Carlson a quitté Shelby en janvier 1967 pour s’occuper de sa famille, ce qui indique que cet événement a eu lieu en décembre 1966.
Le cabriolet était destiné à être une offre de milieu d’année. Cependant, au moment où le modèle serait entré en production, Ford avait déjà pris la décision de reporter ses débuts en milieu d’année à l’année suivante. En mars 1967, A.O Smith a expédié à Shelby les pièces en fibre de verre coulées à la main du modèle 1968 (deux capots, des parties avant, des panneaux de feux arrière et des consoles centrales) afin de modifier deux voitures, une Fastback et une décapotable à des fins photographiques.

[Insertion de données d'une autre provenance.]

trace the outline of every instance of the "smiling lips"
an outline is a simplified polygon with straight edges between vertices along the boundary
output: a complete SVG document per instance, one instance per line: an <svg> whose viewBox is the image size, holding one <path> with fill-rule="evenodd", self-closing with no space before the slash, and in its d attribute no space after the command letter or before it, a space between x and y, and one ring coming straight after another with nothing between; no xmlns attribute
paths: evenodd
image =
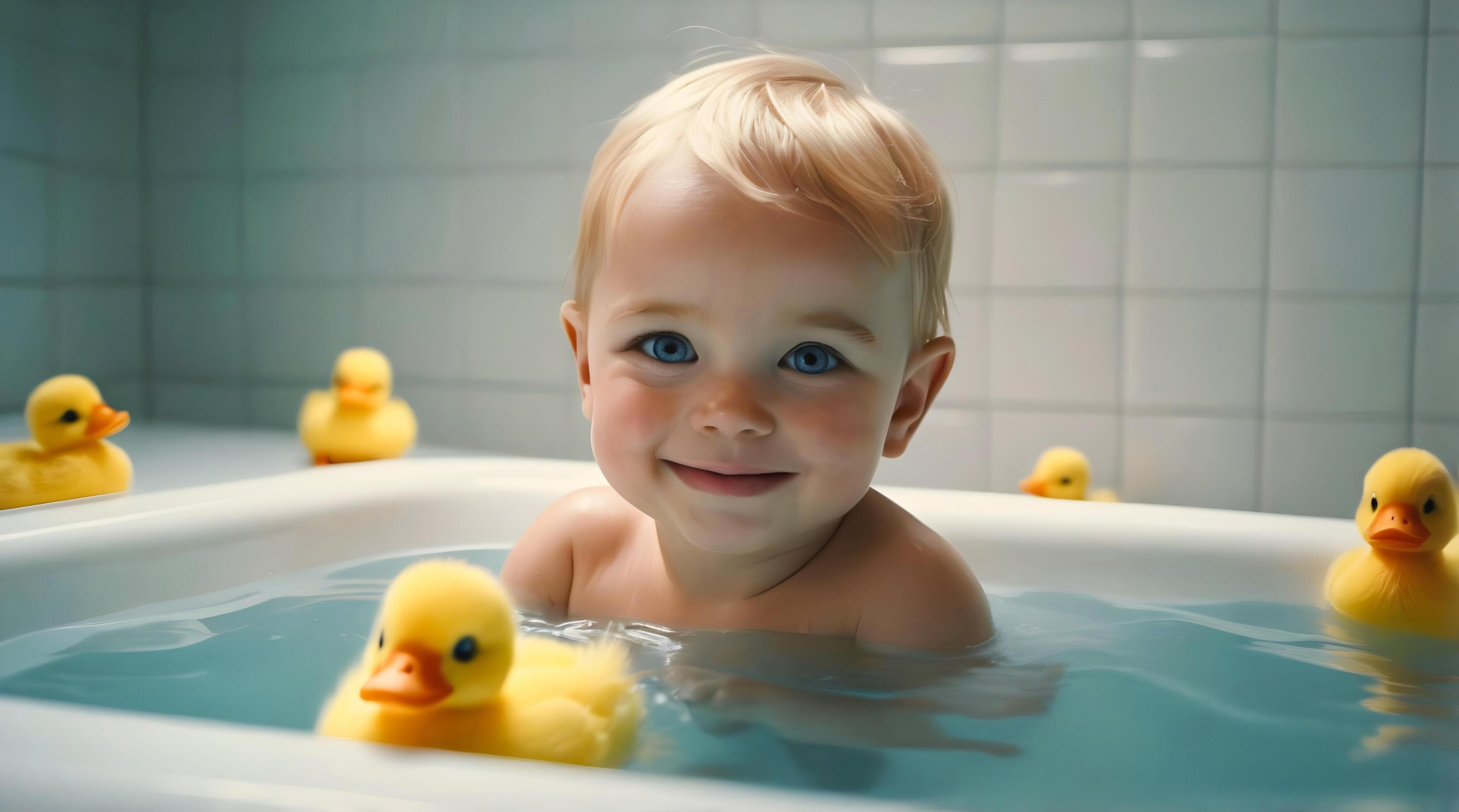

L’histoire de cette voiture est bien plus riche qu’il n’est possible de le dire en un seul article. Pour l’instant, Sam et Brian Styles sont satisfaits d’être les propriétaires de la voiture pour ce chapitre de sa vie, surtout après avoir résolu le mystère qui plane depuis le jour où elle a quitté la chaîne de montage de San José en 1966.